Los jueces a dedo

El actual ministro de Justicia lleva poco tiempo en el Gobierno, pero en el transcurso de estos escasos meses no ha estado muy afortunado que se diga. Ha hecho, es cierto, las delicias de comentaristas, tertulianos y periodistas, aunque en más de una ocasión ha debido de poner pálido al presidente del Gobierno, como cuando vino a decir en el Parlamento que antes o después retornaría el diálogo con ETA. Son de esas cosas que aunque se piensen, nunca se dicen. Primero, porque si la banda terrorista sabe que tiene abierta la vía del diálogo permanentemente, aumenta su posición de fuerza; y segundo, porque de cara a las próximas elecciones todo el empeño del presidente del Gobierno es convencer al personal de lo contrario.

Ahora el ministro nos ha obsequiado con otra perla retórica. Propone nombrar a los jueces a dedo, porque no otra cosa es designarles por el mero expediente académico. Los políticos tienen siempre la tentación -más cuanto más sectarios son- de controlar la Administración y convertirla en una prolongación del partido en el poder. Una de las características, sin embargo, de un sistema democrático es la autonomía e independencia de que esta debe gozar frente al poder político. Sus actuaciones han de estar pautadas y regladas. Las oposiciones se encuentran entre los elementos que garantizan esa independencia. Algún administrativista ha dicho, y no es exageración, que el único instrumento democrático durante el franquismo era el sistema de oposiciones, que objetivaba el reclutamiento de los funcionarios.

Es posible que con frecuencia las oposiciones no se hayan instrumentado de la forma más racional, y quizás muchas de ellas necesiten de reformas, de manera que se eliminen los factores más memorísticos. Siempre me ha parecido una aberración eso de cantar los temas. Me recordaba un pasaje de aquella película española, La casa de la Troya, en la que el catedrático interpretado por José Isbert afirmaba que entre dos alumnos uno que supiese el texto de memoria y otro que no dijese nada aprobaba al segundo y suspendía al primero. El segundo estaba en condiciones de aprender algún día la asignatura; el segundo, nunca.

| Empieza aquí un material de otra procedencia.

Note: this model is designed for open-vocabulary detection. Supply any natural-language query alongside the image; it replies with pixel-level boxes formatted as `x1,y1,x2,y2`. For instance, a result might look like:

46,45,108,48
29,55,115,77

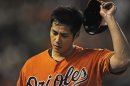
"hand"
100,1,116,18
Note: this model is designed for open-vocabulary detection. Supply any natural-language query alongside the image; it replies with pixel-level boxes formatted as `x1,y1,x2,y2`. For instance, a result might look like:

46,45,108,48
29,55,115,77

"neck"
52,46,74,61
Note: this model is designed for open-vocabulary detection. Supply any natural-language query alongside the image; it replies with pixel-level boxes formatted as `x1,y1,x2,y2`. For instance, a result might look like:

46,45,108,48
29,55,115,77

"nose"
55,35,61,43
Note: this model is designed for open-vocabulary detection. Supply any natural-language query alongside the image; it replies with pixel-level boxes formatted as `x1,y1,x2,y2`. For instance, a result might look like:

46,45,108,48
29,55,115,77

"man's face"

Pero cualquier oposición, incluyendo la de los jueces, puede plantearse con otro tipo de ejercicios más práctico, donde no solo se demuestren los conocimientos sino también la capacidad para aplicarlos. Reformar las oposiciones está bien y puede ser conveniente; eliminarlas, sustituyéndolas por la designación digital, aunque se vista de algún tipo de prueba o concurso, es profundamente negativo. Solo puede tener un efecto: equiparar nuestra Administración a la de un país políticamente subdesarrollado.

Paradójicamente, la Transición y la llegada de la democracia no han significado el avance que cabría esperar en la forma objetiva y profesional de reclutar a los empleados públicos. Si nuestra Constitución afirma tajantemente que debe hacerse según los principios de mérito y capacidad, en la práctica ha habido una cierta tendencia a olvidarlo. La creación de las Administraciones autonómicas ha representado una vía de escape, ya que en la mayoría de los casos el personal accedía a la función pública mediante el clientelismo político, evocando el procedimiento de turnos de la Restauración.

La creación a lo largo de todos estos años de entes y organismos sui géneris ha representado, bajo el pretexto de la agilidad y la eficacia, la ruptura de los procedimientos pactados y el avance de la discrecionalidad, discrecionalidad que como no podía ser de otra forma tenía también su reflejo en la contratación de personal. El nuevo Estatuto del empleado público abre caminos peligrosos. Con la excusa de la modernidad, admite un tipo de ejercicios y pruebas selectivas poco objetivas y que son susceptibles de una gran arbitrariedad.

El peligro de clientelismo político aumenta exponencialmente con la Ley de Agencias, en la que se admite la designación de personal no funcionario para todos sus cuadros directivos mediante contratos de alta dirección, copiados del sector privado, totalmente abiertos y sin ningún requisito para el acceso. En el caso de que este nuevo y deforme modelo de organismo se generalice mediante la conversión de determinadas parcelas de la Administración, aumentará en muchos grados la politización de la función pública, politización entendida en el peor sentido, en el del sectarismo partidista.

Si esta forma de actuar, cuando se trata de los empleados públicos en general, se puede juzgar nociva para la salud del sistema democrático ¿qué decir si se intenta aplicar al tercer poder del Estado, cuya independencia frente al Ejecutivo debe estar al abrigo de cualquier sospecha?